2. Parents who expect their children to go on to college are more concerned about their kids getting good grades rather than learning (who gets the Ds and Fs at the big university? one may ask)
3. Too much middle management of curricula.
4. Anti-intellectualism in the public schools and teaching departments at the Universities -- emphasis on making the student feel good rather than teaching them subject matter and critical thinking. At Fairfax, our department, of which I was chair voted not to accept any ST from UCLA until they changed their methods -- to quote the Ed Dept Chairman, "I find that those who teach subject matter are more heartless in dealing with students' needs."
5. Women's Lib -- bright women can now become professionals, CEOs, whereas in the past they went into teaching in greater numbers. Not enough good teachers coming into the classrooms. A Sociology major, PE major, Econ Major, cannot adequately teach solid U.S. History.
6. U.S. History was a year class when I took it in high school 1947-8, a year course when my parents took it, and a year course when I taught it. It needs to be taught each semester.

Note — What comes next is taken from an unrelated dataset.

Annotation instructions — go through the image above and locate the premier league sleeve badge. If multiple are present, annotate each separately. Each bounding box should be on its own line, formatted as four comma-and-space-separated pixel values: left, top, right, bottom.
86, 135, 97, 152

7. If any child is afraid to go to the bathroom, find another school -- which leads to --
8. A combination of parents who can afford it or will sacrifice sending their kids to private or parochial school plus an influx of non-English speaking students who may or may not attend regularly.
9. Power of teachers' unions who defend the worst teachers "to the death" -- by the way, hve you ever heard of a union going on strike when a teacher is assaulted and demanding safe schools?
10. Parents uninvolved, plus too much TV and video games.
I might add there are some great public schools, but you have to look for them. In San Francisco, I attended an elementary school that was attached to San Francisco State Teachers College back in 1938-40 before we moved. We had a master teacher and up to eight student teachers per class. They taught Spanish and gave no letter grades. We could go as fast or slowly in any subject as our IQs allowed.
Later I attended one of the great academic public high schools in the USA, Lowell in San Francisco also the oldest west of the Missippi. Today, nearly all their classes are AP.
Sorry about the extensive rant -- and I could write pages on the subject.